执左契而不责于人
朗读:执左契而不责于人
执左契而不责于人
晨光斜斜地铺在旧书页上,《道德经》第七十九章那几行字,像一缕未散的凉气,轻轻浮在纸面。我合上书,茶已微凉,窗外月季花开了,白的,红红,黄的,垂着,向上攀沿的。不争不嚷,却把整个院子都衬得静了些。三十年前那个静悄悄坐月子清晨,也是这样亮,只是光里没有暖意,只有门缝底下漏进来的一线冷风。
“和大怨,必有余怨,安可以为善?”老子这话,不是讲道理,是照镜子。镜子里映出的,不是别人,是我自己——那个攥着五十元钱、手心汗湿、声音发颤却仍想把事情理顺的女人;也是如今站在灶台前,望着锅里水纹发怔的老年妇人。怨不是突然长出来的,是当年没接住的那声哽咽,在岁月里悄悄生了根,抽了枝,结出苦果来。它不吵不闹,只在婆婆咳嗽一声、儿子沉默一瞬、饭烧糊了半边时,悄然浮上来,带着旧伤疤的钝痛。
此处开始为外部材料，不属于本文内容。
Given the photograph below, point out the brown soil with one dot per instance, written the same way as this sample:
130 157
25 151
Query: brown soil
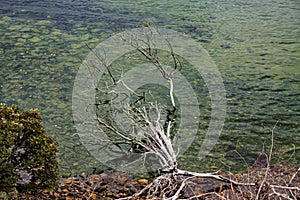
113 185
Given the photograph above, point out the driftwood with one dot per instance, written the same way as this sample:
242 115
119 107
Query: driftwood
155 138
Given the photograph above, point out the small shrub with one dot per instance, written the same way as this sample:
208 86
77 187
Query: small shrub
27 155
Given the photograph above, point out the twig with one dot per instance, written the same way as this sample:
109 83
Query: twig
268 163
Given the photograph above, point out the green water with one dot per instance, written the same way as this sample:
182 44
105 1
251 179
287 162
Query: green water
255 46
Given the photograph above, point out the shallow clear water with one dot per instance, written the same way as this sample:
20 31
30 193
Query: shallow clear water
255 46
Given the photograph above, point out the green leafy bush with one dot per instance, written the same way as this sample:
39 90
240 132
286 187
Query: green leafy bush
27 155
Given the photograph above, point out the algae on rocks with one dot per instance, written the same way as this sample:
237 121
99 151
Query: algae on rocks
27 155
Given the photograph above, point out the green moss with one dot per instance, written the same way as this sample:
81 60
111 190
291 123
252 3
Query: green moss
25 148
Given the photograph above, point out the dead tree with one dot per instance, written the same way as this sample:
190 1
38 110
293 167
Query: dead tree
149 132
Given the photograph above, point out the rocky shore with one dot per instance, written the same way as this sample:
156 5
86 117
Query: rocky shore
274 182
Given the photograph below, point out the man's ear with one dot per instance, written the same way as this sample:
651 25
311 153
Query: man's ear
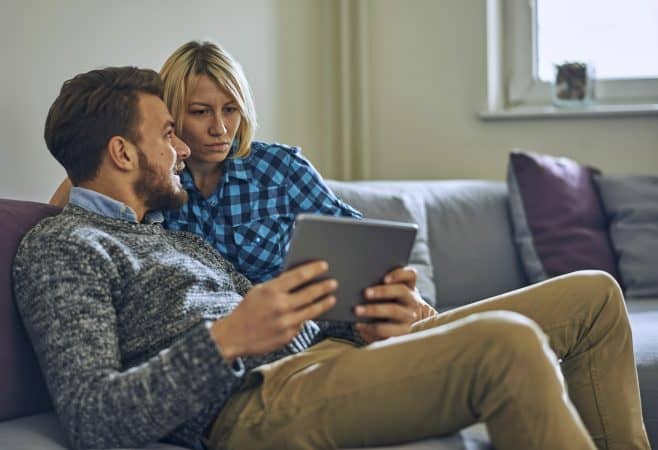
122 154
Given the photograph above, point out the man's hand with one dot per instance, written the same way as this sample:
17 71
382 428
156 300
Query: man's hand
396 305
270 315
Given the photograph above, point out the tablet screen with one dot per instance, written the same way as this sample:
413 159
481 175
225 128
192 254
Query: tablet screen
360 252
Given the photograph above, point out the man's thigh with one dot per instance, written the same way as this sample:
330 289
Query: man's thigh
401 389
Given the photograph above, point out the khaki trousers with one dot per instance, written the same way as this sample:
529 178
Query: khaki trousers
494 361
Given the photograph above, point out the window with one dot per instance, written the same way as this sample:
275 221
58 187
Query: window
527 37
619 38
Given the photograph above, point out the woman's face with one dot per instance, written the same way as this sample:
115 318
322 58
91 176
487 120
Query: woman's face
210 122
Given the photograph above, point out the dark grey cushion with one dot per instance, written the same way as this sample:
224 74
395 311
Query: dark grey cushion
470 236
381 205
631 204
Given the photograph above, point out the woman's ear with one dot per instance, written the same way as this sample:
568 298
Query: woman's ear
122 154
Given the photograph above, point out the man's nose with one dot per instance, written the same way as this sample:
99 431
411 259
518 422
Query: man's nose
182 150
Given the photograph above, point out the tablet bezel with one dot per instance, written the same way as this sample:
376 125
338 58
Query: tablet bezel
360 252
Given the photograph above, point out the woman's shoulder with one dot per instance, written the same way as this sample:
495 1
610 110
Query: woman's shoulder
272 150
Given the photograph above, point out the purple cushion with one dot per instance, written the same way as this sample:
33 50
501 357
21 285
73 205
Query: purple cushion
558 218
22 388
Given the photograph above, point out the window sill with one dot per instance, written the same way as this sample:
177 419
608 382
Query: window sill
552 112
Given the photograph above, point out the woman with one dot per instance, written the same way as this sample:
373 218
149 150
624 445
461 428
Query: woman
243 194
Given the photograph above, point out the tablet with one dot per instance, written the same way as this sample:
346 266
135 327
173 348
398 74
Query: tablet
360 252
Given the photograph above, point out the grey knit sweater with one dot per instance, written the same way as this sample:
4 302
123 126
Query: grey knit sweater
119 317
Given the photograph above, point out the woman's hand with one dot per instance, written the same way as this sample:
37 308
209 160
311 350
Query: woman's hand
395 305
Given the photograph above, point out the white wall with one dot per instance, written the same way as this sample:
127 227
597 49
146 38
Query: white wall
426 83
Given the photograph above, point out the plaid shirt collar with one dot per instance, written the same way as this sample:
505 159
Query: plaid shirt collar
231 168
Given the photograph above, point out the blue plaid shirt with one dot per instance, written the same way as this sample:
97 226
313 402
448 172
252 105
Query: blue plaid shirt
249 216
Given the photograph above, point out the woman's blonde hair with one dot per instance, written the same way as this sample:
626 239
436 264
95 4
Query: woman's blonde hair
195 58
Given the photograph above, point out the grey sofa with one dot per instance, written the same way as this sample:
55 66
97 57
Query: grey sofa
469 255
“圣人执左契,而不责于人。”古时契约分左右,左契为债权人所执,右契归债务人。圣人手持左契,却从不催逼、不索偿、不翻旧账。这哪里是退让?分明是把“债”的定义,从人与人之间,悄悄挪回了自己心里。我曾以为放下是抹去记忆,后来才懂,放下是不再把那张左契时时掏出来,对着阳光照看上面的裂痕与指纹。婆婆当年不进带婴儿白坐月子的房间,让吐奶的孙子与坐月子里的我不知所措,不挑唆年轻的丈夫举拳怒吼,让月子的婴儿差点没了。这些事都真真切切发生过;可若我日日摩挲这张左契,把它当护身符,也当刑具,那真正被囚禁的,从来不是他们,而是我自己。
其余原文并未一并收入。